Recommended way to sync all historical user emails

So I’ve been looking through the Nylas docs for some hours now and can’t find a definite instruction for syncing all historical user emails using the Email API. I found notes on using the /messages endpoint effectively, but not one, particularly about syncing all-time messages. (Maybe I didn’t search well enough.) In short, I have the following questions:

  1. What is the recommended way to sync all-time user data (actually, I only want to sync the email subject lines) without running into errors? I know there is a high likelihood of errors when trying to do something like this.
  2. How do I optimize the process to be as efficient as possible in terms of time and bandwidth resources requested from the provider, since, according to this page, Nylas v3 doesn’t store any end-user data and only forwards it to the provider? I need to prevent getting blocked by the provider particularly if the user has several GBs of data in their emails.

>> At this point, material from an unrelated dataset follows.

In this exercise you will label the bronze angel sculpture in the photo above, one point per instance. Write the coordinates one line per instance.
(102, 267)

I don’t mind taking more time if it is absolutely needed.

Hello @AbdulramonJemil as V3 we don’t store any end-user data :frowning: We provide straight access to the provider…

Let me ask if there’s any way to do what you want to do…AFAIK, that’s not possible…but let me confirm…

I guess it still should be possible by fetching the emails little by little e.g. 50 emails every 5 seconds for a Google provider, since the usage limit for Gmail API is 250 quota units per user per second and the Gmail messages.list API (which I believe is used under the hood by Nylas for the list messages endpoint) takes only 5 quota units, so a single call every 5 seconds should be fine (can be up to 50 messages.list calls per second, no?). Should work fine particularly when only selecting specific fields using the select query parameter. Isn’t this the case @Blag ?

@AbdulramonJemil Sorry to ask, but…what’s the use case for needing ALL subject lines? Is it for things like total message counts etc or something more?

We can help you with “best practices” to avoid not only per-account Google rate limiting, but also for their entire Google account. :wink:

I was looking to do something along the lines of similarity search based on subject lines so the lines would be indexed in a vector DB, but I’m still trying to figure everything out, as I do know people can have several thousands of email messages.

I am looking into a similar use case

What do you think of the pattern I stated above? You only notify the user that it’ll take some time to get everything set up. Vectors do require lots of storage though, in case vector storage is what you’re looking to do.

I am considering a similar use case. For now my application only stores the Nylas id plus some custom fields that are internal for the application. I am considering however to sync threads, emails and attachments in the database for each user.

I was also thinking of fetching data little by little until the sync process for a user is complete. Optimized search, with a similarity search, as well as faster response times is the goal for this.

Do you guys have any recommended way of syncing historical data? Also, taking rate limits in mind, what do you think would be the optimal number of emails / threads / attachments per user in regards to time? Like @AbdulramonJemil said, will fetching 50 emails every 5 seconds pose issues? If so, what number every what seconds would be optimal?